Garcia was especially vague on fiscal issues. While he was willing to raise taxes, when it came to reining in costs it was hard to take him seriously. He talked about inter-government collaboration to save money, reform of economic development programs, doing an audit on the city to figure out how to save money, and so on.

All of those cost-saving suggestions may be helpful, but in the absence of specific proposals, he spoke the language of avoidance. We have seen the same language used in the mayor’s race in Philadelphia by all of the candidates. Their alternatives to Nutter’s school funding proposals are a case in point.

Emanuel was not much more specific, but better at handling the facts and addressing the pension crisis with a few substantive proposals. He projected an image as the adult in the center of the storm. Of course, now he has to deal with the storm.

The Philadelphia election may come down to a similar decision by undecided voters: Which candidate do they trust to run the city? If the few polls are correct, this is a race between three candidates: Jim Kenney, Tony Williams, and Lynne Abraham. The other candidates are, at best, spoilers for the top three. And realistically it may come down to Williams and Kenney, with Abraham a solid third.

With less than a month to go before the election, Williams and Kenney each have a significant base of voters they can count on, but they are fighting for undecided voters and those that will abandon the other candidates as election day gets nearer.

As far as racial math goes, Kenney gets the majority of the white vote and Williams the majority of the African American vote. But Kenney could cut into Williams’ African American plurality, given some of his union and political endorsements. And Williams will similarly have a measure of white voter support.

Williams and Kenney have well funded surrogates that could possibly go into attack mode if they feel desperate. Kenney’s union supporters might characterize Williams as the tool of a few big financial supporters that favor charter schools and school choice. Williams has surrogates that could paint Kenney as the standard bearer for the status quo.

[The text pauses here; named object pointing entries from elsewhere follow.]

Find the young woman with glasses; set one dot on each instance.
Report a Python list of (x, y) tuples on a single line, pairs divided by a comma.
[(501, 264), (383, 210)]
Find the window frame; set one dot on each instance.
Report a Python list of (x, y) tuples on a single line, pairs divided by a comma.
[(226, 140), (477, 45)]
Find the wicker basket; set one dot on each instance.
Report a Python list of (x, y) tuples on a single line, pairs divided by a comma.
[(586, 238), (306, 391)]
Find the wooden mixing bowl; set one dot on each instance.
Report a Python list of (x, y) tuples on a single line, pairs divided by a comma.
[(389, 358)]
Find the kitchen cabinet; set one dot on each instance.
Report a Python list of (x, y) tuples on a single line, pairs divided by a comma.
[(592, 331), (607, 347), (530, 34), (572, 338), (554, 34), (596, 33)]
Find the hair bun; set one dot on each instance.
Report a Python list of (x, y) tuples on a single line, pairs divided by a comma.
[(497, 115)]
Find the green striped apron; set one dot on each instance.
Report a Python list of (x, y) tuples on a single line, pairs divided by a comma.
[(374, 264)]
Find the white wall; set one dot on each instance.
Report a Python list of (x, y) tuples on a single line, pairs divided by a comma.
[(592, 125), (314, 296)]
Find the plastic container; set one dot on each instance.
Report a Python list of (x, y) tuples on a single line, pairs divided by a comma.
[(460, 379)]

The Williams surrogates could make subtle or not so subtle references to IBEW leader John Dougherty’s support for Kenney. They could try to paint a picture of Dougherty as the ultimate old-style political insider. Of course this is a risky proposition because carpenter’s union head Ed Coryell, who is not the poster child for a new way of solving problems, supports Williams.

Both candidates are a good deal more complex then the surrogate characterizations. They can respond by painting a different portrait: Kenney the new urban progressive and Williams the state senator who supports all Philadelphia schools. Kenney, the friend of immigrants and the LGBT community, and Williams, with his own labor support, including the teamsters, laborers and transit workers.

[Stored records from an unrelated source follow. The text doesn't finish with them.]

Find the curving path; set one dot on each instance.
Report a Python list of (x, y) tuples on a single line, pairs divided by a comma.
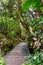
[(17, 55)]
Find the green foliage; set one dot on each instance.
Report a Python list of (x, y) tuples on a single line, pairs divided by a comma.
[(29, 3), (2, 61), (36, 59)]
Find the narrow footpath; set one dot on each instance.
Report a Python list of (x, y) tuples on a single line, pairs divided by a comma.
[(17, 55)]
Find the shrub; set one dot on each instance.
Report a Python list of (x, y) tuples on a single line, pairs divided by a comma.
[(36, 59), (2, 61)]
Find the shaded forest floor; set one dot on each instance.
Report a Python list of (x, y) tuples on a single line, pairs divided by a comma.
[(17, 55)]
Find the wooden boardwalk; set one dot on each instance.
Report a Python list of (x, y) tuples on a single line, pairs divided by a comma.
[(17, 55)]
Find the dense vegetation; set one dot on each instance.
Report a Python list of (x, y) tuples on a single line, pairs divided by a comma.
[(21, 20)]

With an election that could be close, the Chicago election is instructive. One of the major candidates is going to have to convince undecided voters they are best suited to run the city at a time when the city is in a fragile upswing. This is an election about not going backwards as much about moving forward. The city is more interested in an executive than a populist.

Both Kenney and Williams are unknown as executives. They are legislators who had the luxury of policy making without the burden of operations. As with Garcia in Chicago, who needed to convey more managerial confidence, both Williams and Kenney have to demonstrate an executive temperament in the last several weeks.

Policy papers have been written, endorsements have been made, and field operations are in motion. Now someone has to close the deal.